LOS ANGELES – Loyola Marymount University has faculty experts available to respond to media inquiries about Latinx Heritage Month. LMU professors can add context to stories about issues facing U.S. Latinx communities, such as immigration, environmental justice, educational justice and access, advancement in the workplace and faith traditions. They specialize in racial and ethic politics, Latinx art and artists, their influence in Los Angeles, and more.
LMU’s Latinx community hub, which facilitates connections for those who identify as Latine, Latinx, Latina, Latino or Hispanic and includes information about Heritage Month events on campus, can be found in the community hub.
Email news@lmu.edu, or call our Media Line, 310.258.4636, to request an interview with these and other LMU faculty members:
Allan Deck, S.J., Distinguished Scholar in Pastoral Theology and Latino Studies

Father Deck is the author or editor of nine books and more than 60 chapters on pastoral theology, Latino/a Studies, Catholic social teaching, spirituality and intercultural competence. He wrote a chapter on Latino/a youth and young adults’ disaffiliation with religion and developments related to the pandemic experience in “Faith and Spiritual Life of Young Adult Catholics,” to be published by Liturgical Press.
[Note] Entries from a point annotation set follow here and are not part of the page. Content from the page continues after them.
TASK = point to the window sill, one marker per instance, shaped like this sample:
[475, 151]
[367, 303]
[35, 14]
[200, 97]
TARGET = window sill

He has served as a parish administrator, director of Hispanic ministry, founder and first executive director of the Loyola Institute for Spirituality, and co-founder and first president of the Academy of Catholic Hispanic Theologians of the U.S. He has served on many boards, including that of the Center for Applied Research in the Apostolate.
Cecilia González-Andrieu, Professor of Theological Studies

Professor González-Andrieu can comment on stories about immigration, Latina/o/x Catholics, educational justice and access, environmental justice, Latinas and the Church, popular religion and devotions, Latinx arts and artists and social justice issues. González-Andrieu is one of the leading scholars of theological aesthetics, which she proposes as a way to bring communities together, respect and celebrate otherness, and lift the theological insights of those who know and express themselves from the peripheries in ways beyond the textual. She is a contributing writer to America, serves on the board of the Academy of Catholic Hispanic Theologians of the U.S., and is co-founder of LMU’s initiatives with undocumented students.
Fernando Guerra, Professor of Political Science and International Relations and Chicana/o Latina/o Studies

Professor Guerra is the founding director of LMU’s Thomas and Dorothy Leavey Center for the Study of Los Angeles, one of the nation’s top undergraduate research centers. A frequent media commentator, Guerra is an expert in local governance, urban politics, and racial and ethnic politics. He has been a principal investigator in more than 20 major studies on Los Angeles, leadership studies and electoral politics. He has done extensive research on the Latinx community in Los Angeles and California, specifically the Latinx vote. Guerra is also the principal investigator for the largest general social survey in the Los Angeles region.
Vanessa Díaz, Assistant Professor of Chicana/o and Latina/o Studies

Professor Díaz is an interdisciplinary ethnographer, filmmaker, and journalist. Her research focuses on the ways race and gender impact labor markets and practices in the culture industries across the Americas. Her first book, “Manufacturing Celebrity: How Latino Paparazzi and Women Reporters Build the Hollywood Industrial Complex,” was published by Duke University Press in 2020. Grounded in her experience as a red carpet reporter for People magazine, the book focuses on hierarchies of labor and ethnoracial and gender politics in the production of celebrity-focused media. She can speak on a range of topics, including the Latinx community in general, Puerto Rico/Puerto Ricans, Cuba/Cubans, media, popular culture, music, Hollywood, celebrity, race and ethnicity.